IMQ is a toll-like receptor (TLR 7/8) agonist that induces erythema, scaling, keratinocytes proliferation with echinodermatous, keratosis imperfecta, and T-cell infiltration in the skin of mice with phenotypic features similar to human psoriasis and is recognized as a modeling tool (Van der Fits et al., 2009; Chong et al., 2017). This study showed that PSC reduced pathological symptoms such as erythema and scaling. Animal imaging results show that endogenous ROS mainly affects PSC. ROS are generated from mitochondria and continuously diffuse outside the cell and into the internal environment, where they accumulate in excess and lead to oxidative stress (Zorov et al., 2014). Nanoscale PSCs are more likely to penetrate the skin and appendages and improve drug delivery efficiency and resistance to oxidative stress.

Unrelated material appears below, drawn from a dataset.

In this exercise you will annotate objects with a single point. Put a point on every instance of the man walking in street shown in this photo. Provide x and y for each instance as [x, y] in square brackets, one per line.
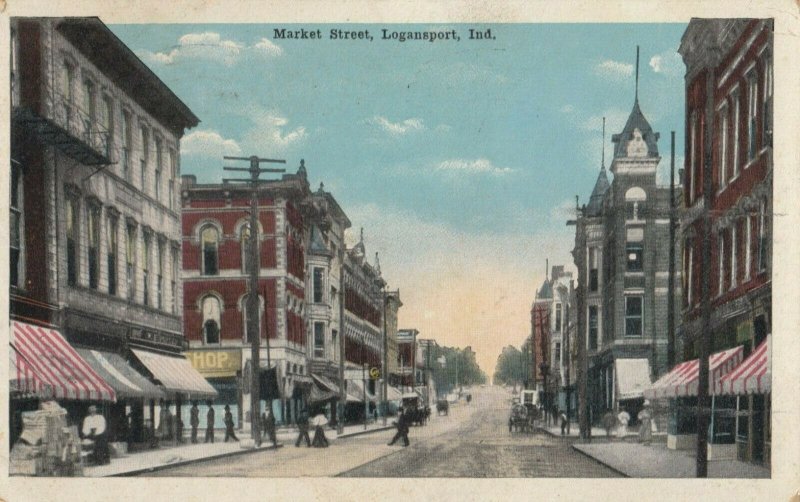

3.6. Histomorphology and inflammatory factors

The H&E staining of the PSC group showed a significant reduction of inflammatory cell infiltration at the lesion compared to the positive control group (Figure 6A). Simultaneously, VEGF staining showed that VEGF expression was significantly elevated in the model group and significantly decreased in the PSC group (Figure 6A). The effect of PSC on ROS-scavenging in vivo was also noticeable (Figure 6B). The cytokine analysis showed that PSC could effectively reduce serum IL-6 (Figure 6C) and TNF-α levels (Figure 6D).

Figure 6. (A) H&E and VEGF staining; (B) In vivo ROS-scavenging effect; (C) Serum IL-6; (D) TNF-α level (**P < 0.01; *P < 0.05 compared with the control group, n = 3).

PSC reduced pathological symptoms, such as inflammatory cell infiltration and reduced microangiogenesis and VEGF expression. ROS induces VEGF expression in a variety of cells. Excessive ROS accumulation in the skin lesions of psoriasis mice drives the inflammatory factors release, including IL-6, VEGF, and TNF-α. Moreover, inflammatory cells are recruited and infiltrate the lesions, interacting with and promoting abnormal proliferation and differentiation of keratinocytes, exacerbating inflammation (Young et al., 2008). Studies in the interaction between oxidative stress and angiogenesis mainly focused on the VEGF signaling pathway (Hu et al., 2021). Therefore, the ROS-scavenging by PSC also affects VEGF reduction. In addition, in vivo ROS assay results indicate that PSC has a ROS-scavenging effect on skin lesions. The levels of inflammatory factors IL-6 and TNF-α were also significantly reduced.

4. Conclusion

Aiming at the oxidative stress mechanism caused by ROS overproduction in the psoriasis skin microenvironment, a ROS-sensitive material mPEG-SS was synthesized and a PSC nano-micelle percutaneous delivery system was prepared by encapsulating CPT. The advantages of ROS sensitivity, good biocompatibility, safe route of administration, and short treatment cycle demonstrated by PSC show great potential for the percutaneous psoriasis treatment. This study provides a new strategy for a ROS-sensitive nano-micellar drug delivery system in the percutaneous treatment of psoriasis. More research on the sensitivity of the ROS-responsive material shall be performed in the future.

Disclosure statement

The author reports no conflicts of interest in this work.

Additional information

Funding

This work was supported by the National Science Foundation of China (grant numbers 81903568 and 31570941) and Shandong Provincial Natural Science Foundation, China (grant numbers ZR2020ME075 and ZR2020MH400).